To find polyps or early colorectal cancer:
- People in their 50s and older should be screened.
- People who are at higher-than-average risk of colorectal cancer should talk with their doctor about whether to have screening tests before age 50, what tests to have, the benefits and risks of each test, and how often to schedule appointments.
The following screening tests are used to detect polyps, cancer, or other abnormalities in the colon and rectum. The doctor can explain more about each test:
- Fecal occult blood test (FOBT): Sometimes cancers or polyps bleed, and the FOBT can detect tiny amounts of blood in the stool. If this test detects blood, other tests are needed to find the source of the blood. Benign conditions (such as hemorrhoids) also can cause blood in the stool.
- Sigmoidoscopy: The doctor checks inside the rectum and lower (sigmoid) colon with a lighted tube called a sigmoidoscope. If polyps are found, the doctor removes them.
- Colonoscopy The doctor examines inside the rectum and entire colon using a long, lighted tube. The doctor removes polyps that may be found.
- Double-contrast barium enema (DCBE) A DCBE is a series of x-rays of the colon and rectum. The patient is given an enema with a barium solution, and air is pumped into the rectum. The barium and air outline the colon and rectum on the x-rays. Polyps may show up on the x-ray.
- Digital rectal exam (DRE) A rectal exam is often part of a routine physical examination. The doctor or nurse inserts a lubricated, gloved finger into the rectum to feel for abnormal areas in the lower part of the rectum.

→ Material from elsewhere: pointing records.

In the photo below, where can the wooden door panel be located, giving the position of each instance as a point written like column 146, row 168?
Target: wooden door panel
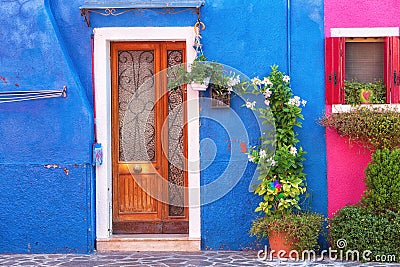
column 140, row 129
column 135, row 196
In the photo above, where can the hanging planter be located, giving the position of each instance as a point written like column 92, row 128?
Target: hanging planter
column 196, row 86
column 220, row 96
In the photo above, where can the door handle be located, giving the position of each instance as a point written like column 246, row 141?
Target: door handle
column 137, row 169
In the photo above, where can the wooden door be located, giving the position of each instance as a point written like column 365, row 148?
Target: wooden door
column 149, row 147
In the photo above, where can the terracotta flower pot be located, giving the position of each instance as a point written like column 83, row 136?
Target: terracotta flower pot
column 279, row 241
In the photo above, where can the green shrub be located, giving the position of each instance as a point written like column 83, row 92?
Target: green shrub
column 375, row 128
column 354, row 92
column 365, row 230
column 304, row 227
column 383, row 181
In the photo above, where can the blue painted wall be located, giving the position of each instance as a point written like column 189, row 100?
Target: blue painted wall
column 46, row 45
column 45, row 145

If tests show an abnormal area (such as a polyp), a biopsyto check for cancer cells may be necessary. Often, the abnormal tissue can be removed during colonoscopy or sigmoidoscopy. A pathologist checks the tissue for cancer cells using a microscope.
Treatment depends on a number of factors, including the type of cancer the size, location, and extent of the tumor, and the general health of the patient. Many different treatments and combinations of treatments may be used to control colon cancer, and/or to improve quality of life by reducing symptoms.

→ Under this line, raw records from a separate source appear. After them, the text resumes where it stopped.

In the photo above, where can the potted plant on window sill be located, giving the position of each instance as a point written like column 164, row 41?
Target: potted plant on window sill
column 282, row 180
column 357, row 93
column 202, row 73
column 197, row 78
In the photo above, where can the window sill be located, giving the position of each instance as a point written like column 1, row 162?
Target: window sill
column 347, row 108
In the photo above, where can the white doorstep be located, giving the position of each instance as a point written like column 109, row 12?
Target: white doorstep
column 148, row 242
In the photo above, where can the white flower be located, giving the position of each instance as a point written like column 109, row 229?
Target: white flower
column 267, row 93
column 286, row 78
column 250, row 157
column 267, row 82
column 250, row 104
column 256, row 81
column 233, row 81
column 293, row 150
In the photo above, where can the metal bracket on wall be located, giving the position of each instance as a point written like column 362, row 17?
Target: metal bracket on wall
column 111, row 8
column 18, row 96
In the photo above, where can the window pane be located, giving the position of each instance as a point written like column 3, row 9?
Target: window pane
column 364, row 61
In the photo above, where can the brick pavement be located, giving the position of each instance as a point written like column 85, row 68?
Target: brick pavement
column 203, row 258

Surgey is an operation to remove the cancer. The type of surgery a doctor performs depends on the location of the tumor. Some tumors can be removed with a colonoscope. Others may require an incision in the abdomen. If a section of the colon or rectum is removed, the surgeon can usually reconnect the healthy parts. However, sometimes reconnection is not possible. In this case, the surgeon creates a new path for waste to leave the body.

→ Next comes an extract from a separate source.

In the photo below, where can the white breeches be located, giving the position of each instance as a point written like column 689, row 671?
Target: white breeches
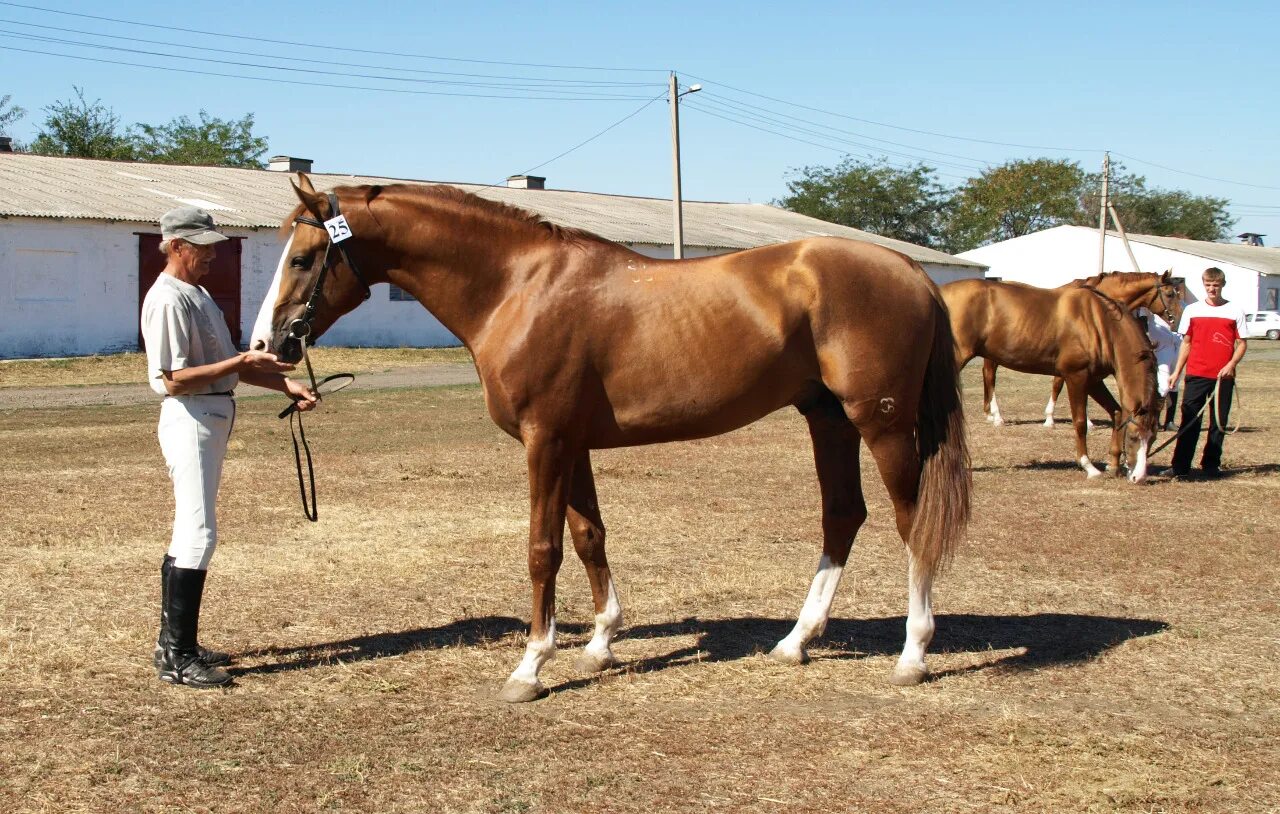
column 193, row 433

Chemotherapy is a cancer treatment that uses drugs to stop the growth of cancer cells, either by killing the cells or by stopping the cells from dividing. The way the chemotherapy is given depends on the type and stage of the cancer being treated. The Medical Oncology/Hematology Division at Sinai directs the chemotherapy program at LifeBridge.
Radiation therapy is a cancer treatment that uses high-energy x-rays or other types of radiation to kill cancer cells. The Department of Radiation Oncology at Sinai Hospital provides the most advanced radiotherapy for many cancers.
Clinical trials are research studies conducted with people who volunteer to take part. The study examines questions and tries to find better ways to prevent, screen for, diagnose, or treat a disease. People who take part in cancer clinical trials receive up-to-date care from experts.